Use case change: Your requirements evolved — new language, longer context, different task type.

Cost pressure: A smaller model can now match your current model’s quality at lower cost.

Community decline: Your model’s repo goes stale, downloads drop, maintainer stops responding.
The Switching Cost
Switching models isn’t free. You need to re-test, update prompts, potentially change infrastructure. The checklist helps minimize unnecessary switching by making your selection criteria explicit. If your current model still passes all 7 questions, don’t switch just because something new came out. Switch when a new model is meaningfully better on the dimensions that matter to your use case.
Key insight: The model landscape changes every 3–6 months. Build your selection workflow as a repeatable process, not a one-time decision.

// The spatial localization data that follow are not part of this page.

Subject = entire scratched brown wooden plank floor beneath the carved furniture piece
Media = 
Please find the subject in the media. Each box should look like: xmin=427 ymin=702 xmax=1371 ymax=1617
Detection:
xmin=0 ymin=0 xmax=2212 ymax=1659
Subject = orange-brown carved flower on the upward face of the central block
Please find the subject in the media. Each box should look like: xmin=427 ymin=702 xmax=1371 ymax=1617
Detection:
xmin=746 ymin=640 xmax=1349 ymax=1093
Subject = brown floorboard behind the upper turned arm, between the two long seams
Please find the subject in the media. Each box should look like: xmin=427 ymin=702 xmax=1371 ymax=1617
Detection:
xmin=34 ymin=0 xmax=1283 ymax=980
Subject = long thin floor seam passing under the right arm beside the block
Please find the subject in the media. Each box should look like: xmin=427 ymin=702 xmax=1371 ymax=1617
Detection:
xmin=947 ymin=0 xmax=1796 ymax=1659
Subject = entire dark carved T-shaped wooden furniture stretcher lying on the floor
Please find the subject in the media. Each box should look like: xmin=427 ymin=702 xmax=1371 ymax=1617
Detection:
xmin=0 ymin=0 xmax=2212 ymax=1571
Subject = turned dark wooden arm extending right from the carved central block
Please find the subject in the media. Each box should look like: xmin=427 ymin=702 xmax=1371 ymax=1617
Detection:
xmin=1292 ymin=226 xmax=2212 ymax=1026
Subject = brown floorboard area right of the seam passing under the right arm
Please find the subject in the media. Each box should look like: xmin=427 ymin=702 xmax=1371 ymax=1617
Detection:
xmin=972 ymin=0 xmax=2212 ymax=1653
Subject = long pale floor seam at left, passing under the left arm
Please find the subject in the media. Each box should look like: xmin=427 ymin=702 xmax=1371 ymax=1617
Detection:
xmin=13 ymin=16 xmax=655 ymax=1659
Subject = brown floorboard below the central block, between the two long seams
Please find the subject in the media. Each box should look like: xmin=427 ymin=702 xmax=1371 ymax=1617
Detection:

The 7-question checklist is a tool you’ll use again and again.
verified
The Decision Framework
A model card is an engineering specification — read it like one
The Complete Workflow
Phase 1: Filter (2 min)
License → Hardware fit → Context length → Task type

Phase 2: Compare (10 min)
Benchmarks → Training data → Architecture → Side-by-side table

Phase 3: Validate (5 min)
Community signals → Discussions → Linked Spaces → Recency

Phase 4: Test (1–2 hours)
Quick test (widget) → Local test (your prompts) → Integration test (your pipeline)
The Mindset
A model card is not a sales brochure. It is an engineering specification. Read it like you would read a spec sheet for a hardware component: check compatibility first, compare performance second, verify with testing third. The practitioners who evaluate models most effectively are the ones who have a systematic process — not the ones who grab whatever is trending.
Key insight: A model card is not a sales brochure — it is an engineering specification. Read it like a spec sheet, not a blog post. The 7-question checklist turns model selection from an overwhelming choice into a manageable workflow.